Pulseaudio applications hang (Totem, GNOME Shell etc.)

Bug #1085342 reported by Doug McMahon on 2012-12-01
134
This bug affects 23 people
Affects Status Importance Assigned to Milestone
GLibC
Fix Released
Medium
eglibc (Debian)
Fix Released
Unknown
eglibc (Ubuntu)
Undecided
Adam Conrad
Precise
Undecided
Adam Conrad
Quantal
Undecided
Adam Conrad
totem (Ubuntu)
Undecided
Unassigned
Precise
Undecided
Unassigned
Quantal
Undecided
Unassigned

Bug Description

At least so here.
Best way to see would be to use totem for a while, window usually becomes unresponsive fairly soon.
Possible Test case(s):
Add a couple of music tracks to the playlist, switch from one to the other & back again with next & previous buttons. (may cause lockup

Close Totem(Videos), re-open & add back the same tracks & or try them from the "Movie"
 menu dropdown.
Usually here they won't play & or be switchable, ect.
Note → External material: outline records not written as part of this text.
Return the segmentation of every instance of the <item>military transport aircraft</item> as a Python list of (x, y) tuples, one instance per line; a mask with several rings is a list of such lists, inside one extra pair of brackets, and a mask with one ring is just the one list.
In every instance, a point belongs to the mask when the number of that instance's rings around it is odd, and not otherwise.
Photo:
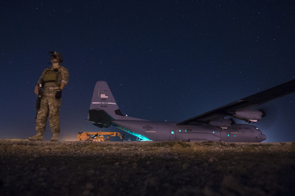
[(157, 122), (123, 115), (107, 83), (99, 81), (86, 120), (100, 128), (114, 126), (141, 140), (261, 142), (266, 137), (257, 127), (224, 117), (257, 122), (266, 114), (250, 108), (295, 92), (295, 80), (181, 122)]

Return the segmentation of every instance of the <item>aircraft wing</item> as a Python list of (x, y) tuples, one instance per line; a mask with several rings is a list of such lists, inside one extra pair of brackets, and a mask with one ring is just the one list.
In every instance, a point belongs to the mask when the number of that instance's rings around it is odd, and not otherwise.
[(295, 92), (295, 80), (294, 80), (180, 122), (177, 125), (207, 123), (231, 115), (233, 112), (248, 110)]

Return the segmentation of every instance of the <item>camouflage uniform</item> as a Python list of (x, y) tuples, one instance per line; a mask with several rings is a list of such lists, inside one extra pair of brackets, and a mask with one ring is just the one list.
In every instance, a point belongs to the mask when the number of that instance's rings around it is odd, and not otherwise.
[[(40, 109), (36, 121), (36, 131), (42, 133), (45, 131), (47, 117), (49, 117), (51, 132), (53, 134), (58, 134), (60, 132), (59, 112), (61, 98), (56, 98), (55, 95), (61, 82), (66, 84), (68, 83), (69, 72), (65, 68), (60, 65), (56, 69), (51, 66), (44, 70), (40, 79), (44, 81), (44, 76), (48, 71), (56, 72), (56, 81), (44, 83)], [(39, 81), (37, 84), (37, 85), (39, 85)]]

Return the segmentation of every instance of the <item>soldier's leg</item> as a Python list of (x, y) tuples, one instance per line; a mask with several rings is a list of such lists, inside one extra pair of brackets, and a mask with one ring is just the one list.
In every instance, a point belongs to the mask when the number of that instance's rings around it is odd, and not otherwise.
[(46, 96), (43, 94), (41, 98), (40, 109), (38, 112), (36, 119), (36, 131), (37, 134), (29, 138), (29, 140), (42, 140), (43, 133), (45, 131), (47, 116), (48, 116), (48, 105)]
[(48, 100), (49, 108), (49, 120), (50, 128), (53, 134), (59, 134), (60, 132), (59, 123), (59, 109), (61, 99), (56, 99), (55, 94)]

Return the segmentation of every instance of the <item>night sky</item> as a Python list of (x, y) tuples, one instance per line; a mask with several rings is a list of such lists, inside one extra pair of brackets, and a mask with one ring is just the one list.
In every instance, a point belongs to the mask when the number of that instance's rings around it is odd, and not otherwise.
[[(124, 114), (181, 121), (295, 79), (293, 0), (14, 0), (0, 13), (0, 139), (35, 135), (50, 51), (70, 73), (60, 140), (118, 131), (85, 120), (98, 81)], [(295, 94), (258, 109), (265, 141), (295, 141)]]

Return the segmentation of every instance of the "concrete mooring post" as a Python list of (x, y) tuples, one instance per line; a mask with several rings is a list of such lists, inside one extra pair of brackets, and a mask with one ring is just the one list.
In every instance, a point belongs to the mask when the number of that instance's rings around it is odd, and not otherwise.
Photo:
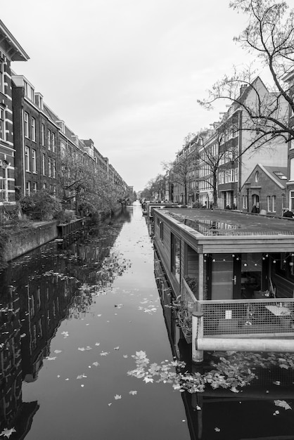
[(192, 362), (203, 361), (203, 350), (198, 349), (197, 341), (203, 337), (203, 312), (193, 310), (192, 312)]

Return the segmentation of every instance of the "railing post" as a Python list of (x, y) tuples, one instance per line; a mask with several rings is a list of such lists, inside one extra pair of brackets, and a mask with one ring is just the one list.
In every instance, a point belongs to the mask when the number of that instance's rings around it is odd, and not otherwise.
[(194, 310), (192, 312), (192, 362), (203, 361), (203, 351), (198, 349), (198, 339), (203, 337), (203, 312)]

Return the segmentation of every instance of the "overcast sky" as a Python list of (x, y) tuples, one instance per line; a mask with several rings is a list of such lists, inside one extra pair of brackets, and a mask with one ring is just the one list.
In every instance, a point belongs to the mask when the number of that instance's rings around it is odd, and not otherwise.
[(13, 0), (1, 19), (30, 58), (13, 69), (137, 191), (218, 120), (197, 99), (247, 60), (229, 0)]

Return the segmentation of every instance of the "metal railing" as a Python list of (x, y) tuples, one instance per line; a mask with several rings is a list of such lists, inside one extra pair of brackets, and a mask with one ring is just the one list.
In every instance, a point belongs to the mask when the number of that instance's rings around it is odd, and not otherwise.
[(203, 336), (294, 335), (294, 299), (200, 301)]
[(294, 335), (293, 298), (198, 301), (182, 278), (181, 302), (203, 313), (203, 337)]

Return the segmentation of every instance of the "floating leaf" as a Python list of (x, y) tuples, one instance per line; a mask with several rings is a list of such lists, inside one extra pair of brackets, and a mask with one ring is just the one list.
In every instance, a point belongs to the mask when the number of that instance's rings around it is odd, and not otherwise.
[(77, 376), (77, 379), (83, 379), (84, 377), (87, 377), (86, 375), (84, 375), (84, 373), (82, 375), (79, 375), (78, 376)]
[(146, 384), (149, 382), (152, 384), (154, 382), (154, 379), (153, 379), (152, 377), (148, 377), (148, 376), (146, 376), (143, 380), (146, 382)]
[(4, 436), (4, 437), (7, 437), (8, 439), (9, 439), (9, 437), (13, 432), (16, 432), (14, 428), (11, 428), (11, 429), (5, 428), (0, 434), (0, 436)]
[(284, 408), (286, 410), (292, 409), (290, 405), (284, 400), (275, 400), (274, 401), (276, 406), (281, 406), (281, 408)]

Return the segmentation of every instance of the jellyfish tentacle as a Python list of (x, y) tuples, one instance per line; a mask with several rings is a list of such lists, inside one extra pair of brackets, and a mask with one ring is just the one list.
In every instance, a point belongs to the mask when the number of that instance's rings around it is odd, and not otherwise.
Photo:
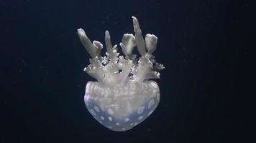
[(86, 48), (87, 52), (90, 56), (94, 58), (97, 55), (97, 48), (91, 43), (89, 38), (88, 38), (86, 32), (83, 29), (78, 29), (78, 34), (80, 38), (81, 41), (82, 42), (83, 46)]
[(134, 16), (132, 16), (132, 18), (133, 19), (133, 28), (135, 33), (137, 48), (138, 49), (140, 54), (141, 56), (145, 56), (146, 54), (145, 43), (142, 36), (142, 30), (140, 27), (138, 19)]

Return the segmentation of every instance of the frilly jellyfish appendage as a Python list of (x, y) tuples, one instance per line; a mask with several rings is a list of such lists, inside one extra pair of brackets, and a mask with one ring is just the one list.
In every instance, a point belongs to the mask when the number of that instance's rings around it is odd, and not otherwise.
[[(110, 34), (105, 33), (106, 53), (101, 56), (103, 45), (93, 42), (82, 29), (80, 39), (91, 56), (91, 64), (84, 69), (98, 82), (86, 84), (84, 101), (88, 110), (101, 124), (113, 131), (126, 131), (141, 123), (157, 107), (160, 101), (157, 84), (150, 79), (159, 79), (163, 64), (156, 63), (152, 53), (157, 37), (147, 34), (144, 39), (138, 20), (132, 16), (134, 36), (125, 34), (117, 46), (112, 46)], [(140, 57), (132, 54), (137, 46)]]

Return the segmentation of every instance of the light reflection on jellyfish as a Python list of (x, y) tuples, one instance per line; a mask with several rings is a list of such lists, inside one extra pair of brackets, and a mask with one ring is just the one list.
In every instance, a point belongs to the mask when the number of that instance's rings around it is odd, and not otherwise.
[[(143, 122), (157, 107), (160, 101), (157, 84), (150, 79), (159, 79), (163, 64), (155, 62), (152, 53), (157, 37), (147, 34), (145, 39), (138, 20), (132, 16), (134, 31), (124, 34), (119, 56), (117, 45), (112, 46), (110, 34), (105, 33), (107, 51), (99, 41), (93, 42), (82, 29), (78, 29), (80, 39), (91, 56), (91, 64), (84, 69), (98, 82), (86, 84), (84, 100), (93, 117), (113, 131), (127, 131)], [(137, 46), (140, 57), (132, 54)]]

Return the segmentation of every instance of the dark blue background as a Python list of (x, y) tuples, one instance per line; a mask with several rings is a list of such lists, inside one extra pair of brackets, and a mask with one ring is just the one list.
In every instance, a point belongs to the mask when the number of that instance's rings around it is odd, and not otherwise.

Add a couple of tracks to playlist, click on track names a few times to start playback/switch tracks

Doesn't seem to matter if totem is started normally (no app menu in ubuntu session), with the app menu (Exec=env UBUNTU_MENUPROXY=0 totem) or from the sound menu

With the pulseaudio plugin removed & the gst alsa plugin installed totem behaves much better though on very rare occasion will become unresponsive.

ProblemType: Bug
DistroRelease: Ubuntu 13.04
Package: totem 3.6.3-0ubuntu1
ProcVersionSignature: Ubuntu 3.7.0-4.12-generic 3.7.0-rc7
Uname: Linux 3.7.0-4-generic x86_64
ApportVersion: 2.6.3-0ubuntu2
Architecture: amd64
Date: Sat Dec 1 01:49:22 2012
InstallationDate: Installed on 2012-10-23 (38 days ago)
InstallationMedia: Ubuntu 12.10 "Quantal Quetzal" - Release amd64 (20121017)
MarkForUpload: True
ProcEnviron:
 TERM=xterm
 PATH=(custom, no user)
 XDG_RUNTIME_DIR=<set>
 LANG=en_US.UTF-8
 SHELL=/bin/bash
SourcePackage: totem
UpgradeStatus: No upgrade log present (probably fresh install)

CVE References

Since commit c5a0802a682dba23f92d47f0f99775aebfbe2539 (Handle EAGAIN from FUTEX_WAIT_REQUEUE_PI), pulseaudio apps often hang.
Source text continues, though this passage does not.